У детей и баб лица испитые, худые, желтые, — лихорадка половину народа переберет, пока доберутся до места. А если прибавится к лихорадке другая какая-нибудь хворь: тиф, дифтерит, корь, скарлатина, то мрут тогда и взрослые и дети, и далеко по селам разносится болезнь.

Но равнодушен татарин к смерти, — умрет так умрет, — что на роду написано, то должно исполниться. А если особенно ребенок умрет, то что в нем? Пока ведь только кормить его надо да время у работника отнимает он, — баба жала бы, а тут возись с ним. Что другое, а дети дешевый товар: один умер — другой уж поспел. Все бы жили, — говорят татары, — и места на свете не хватило бы.

Идут и разговаривают татары о том, что много хлеба и дорогое жнитво должно быть. Вспоминают прежние походы. Толкуют о зимних слухах, которые пустил кто-то, что крестить хотят татар и новые книги хотят им дать. Многие уже в Турцию было собрались: и вещи и хозяйство распродали. Иные и ушли, но вернулись: бумага пришла, что без паспортов в Турцию не пускают. Напугался тогда народ, но пришла веселая весна, поманил заработок, и забыли татары о тревожных слухах.

— Кому надо? Мы верой и правдой русскому царю служим триста лет, — за что нас обижать?

Где дорога ровная, идут, болтают; а где лес, где залегают те непроходимые лесные дороги, по которым ни летом, ни зимой нет проезду, там бросается каждый к своей тележке.

И пойдет по лесу крик:

— И-и-и!

— Эй-эй-эй!

Пройдут лес и, обтирая пот, говорят:

— Эх, беда: как тут ездят с товаром?

— Беда! маненько бы с десятину прирубить от дороги…

Не одну и не две таких застав миновать придется, пока, наконец, не сверкнет необъятная степь: хоть и тут дороги так подпаханы, что почти все лето ездить надо по колеям да рытвинам, которых наделали в весеннюю да осеннюю распутицу, но зато хоть глазу привольно.

Смотри, куда хочешь: везде хлеб и хлеб. Где-то сенокос, а то все распахали и в степи, так же как в татарской стороне, скотину уж держат на соломе почти круглый год.

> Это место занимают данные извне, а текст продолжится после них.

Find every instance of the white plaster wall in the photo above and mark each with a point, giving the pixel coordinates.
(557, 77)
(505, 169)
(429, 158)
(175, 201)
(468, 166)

Как пришли в степь, стали бурлаки советоваться, на какой базар идти им. Сбил Гамид деревню идти на знакомый ему базар. Прошлым годом он все лето с женой проработал в одной знакомой усадьбе: на том базаре, куда звал теперь, и нанимался.

27

Поскотиной называется огороженное у деревни пространство, куда загоняется для пастьбы скотина. (Прим. Н. Г. Гарина-Михайловского.)

28

Сотенная — четыре тысячи квадратных сажен. (Прим. Н. Г. Гарина-Михайловского.)